Still, his outreach continues, most recently by appearing alongside Gordon Brown to launch ‘the Vow Plus’. 

The wording of ‘Vow Plus’ is smart, with Murphy cleverly avoiding a dangerous phrase like ‘Devo-Max’, which means control over everything except foreign policy and defence, but sounds worryingly like a soft drink, or ‘home rule’, which means ‘home rule’. Instead, he took the Vow, already a confusing policy, and went further. Ten per cent extra confusion, free.

'Most people in Yorkshire and north-east Lincolnshire would surely rather drink bees from a pint glass than talk to Cameron about economics'

Meanwhile, Brown prowled up and down in front of the trapped audience like a caged beast waiting to be released on the electorate, though in this case it was the usual invited crowd of press and party members.

The former PM has been widely credited with saving the Union, and it says much of his dedication that he is still making interventions in the referendum campaign five months after the vote.

At PMQs however, UK Labour’s current leader focused on tax.

Miliband asked: “Everyone pays stamp duty on stock market transactions except those involved in hedge funds, who are allowed to avoid it. Why is the Prime Minister refusing to act?”

But Cameron was slippery, like a frog at an orgy. He wasn’t going to be a trapped so easily. 

Instead he argued Labour did nothing about the issue while in power, before claiming Miliband has no support from the business community.

And economics remained to the fore, with a Tory backbencher allowing Cameron to boast about improved jobs figures. 

Cameron said: “I am very much looking forward to explaining how our long-term economic plan will really benefit Yorkshire and north-east Lincolnshire.”

Most people in Yorkshire and north-east Lincolnshire would surely rather drink bees from a pint glass than talk to Cameron about economics, and it is questionable whether the PM will find much of an audience for this discussion at all.
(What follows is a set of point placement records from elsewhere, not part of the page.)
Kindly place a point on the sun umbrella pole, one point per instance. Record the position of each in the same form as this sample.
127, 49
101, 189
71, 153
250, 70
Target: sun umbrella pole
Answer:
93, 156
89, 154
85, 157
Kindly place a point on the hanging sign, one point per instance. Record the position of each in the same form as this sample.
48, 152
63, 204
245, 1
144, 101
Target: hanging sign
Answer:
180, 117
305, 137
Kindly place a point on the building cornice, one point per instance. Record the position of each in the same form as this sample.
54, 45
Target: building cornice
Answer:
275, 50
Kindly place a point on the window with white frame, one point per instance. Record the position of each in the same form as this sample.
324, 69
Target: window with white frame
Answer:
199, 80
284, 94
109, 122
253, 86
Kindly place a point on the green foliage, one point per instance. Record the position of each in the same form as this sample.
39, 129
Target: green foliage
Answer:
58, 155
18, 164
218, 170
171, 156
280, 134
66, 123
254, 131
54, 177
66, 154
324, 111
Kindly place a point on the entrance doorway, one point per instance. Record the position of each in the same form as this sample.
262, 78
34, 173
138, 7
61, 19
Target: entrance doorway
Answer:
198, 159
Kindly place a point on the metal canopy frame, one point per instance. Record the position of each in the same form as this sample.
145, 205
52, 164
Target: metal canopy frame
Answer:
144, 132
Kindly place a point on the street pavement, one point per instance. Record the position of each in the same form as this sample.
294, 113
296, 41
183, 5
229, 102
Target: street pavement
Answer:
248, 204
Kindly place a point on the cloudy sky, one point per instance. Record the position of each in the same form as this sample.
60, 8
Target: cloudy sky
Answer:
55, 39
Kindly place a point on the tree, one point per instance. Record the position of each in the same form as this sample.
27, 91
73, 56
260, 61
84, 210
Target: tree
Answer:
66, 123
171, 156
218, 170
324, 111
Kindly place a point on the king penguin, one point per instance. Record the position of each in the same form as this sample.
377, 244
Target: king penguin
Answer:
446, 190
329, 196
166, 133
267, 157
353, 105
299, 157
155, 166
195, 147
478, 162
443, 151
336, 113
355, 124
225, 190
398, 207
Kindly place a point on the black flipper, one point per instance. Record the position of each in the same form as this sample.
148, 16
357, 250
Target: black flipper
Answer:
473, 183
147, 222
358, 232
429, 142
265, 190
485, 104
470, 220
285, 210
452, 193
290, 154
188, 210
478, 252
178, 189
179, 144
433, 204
Some would probably prefer to sumo wrestle a greased-up Eric Pickles.

The SNP’s Angus Robertson followed, announcing that “The Labour Party was in power for 13 years and failed to deliver a single additional power to Scotland that was outlined in the Vow.”

This seems a bit unfair given that the party was in power from 1997 to 2010 – during which time it created the Scottish Parliament – and the ‘Vow’ was only created last September. 

He was essentially criticising the party for not doing something 17 years before they thought of it.  

But, just a couple of days after his appearance in Edinburgh, Brown was sighted again, this time to warn the 

Commons that the latest English votes for English laws proposals drive “a new wedge between Scotland and England”. 

He started off by saying: “I am not here as an advocate of the status quo.”

It is increasingly difficult to find someone in Scottish politics who is in favour of the status quo. Like voters who hate their country, or care nothing for their children’s future, those who say they want things to remain exactly as they are have few political options. 

At least UKIP has thought outside the box – cleverly choosing to offer neither the present nor the future, but instead the 1950s.

Still, Brown ploughed on, as he did in the final days of the referendum campaign, speaking with real passion. 

'If a budget falls in Wood Green, will the nationalists make a sound?'

And he is a passionate MP, regularly bringing up issues concerning members of his constituency. It’s just that he is always the constituent in question.

Meanwhile, as EvEl plans move forward, Nicola Sturgeon has stated that SNP MPs will now start voting on English matters, like the privatisation of the NHS.

But it is a tricky area. What counts as an effect on the Scottish budget? In the 2004 film The Butterfly Effect – which is the closest thing we have to a political precedent – causality is shown to be a very complex matter. 

If a budget falls in Wood Green, will the nationalists make a sound? 

It is hard to say. We have a Labour leader who wants to be distinctly Scottish, an SNP leader who wants to interfere with the rest of the UK, and Gordon Brown who wants to meddle with everything.

Clearly it is not just Murphy reaching for the Vow factor.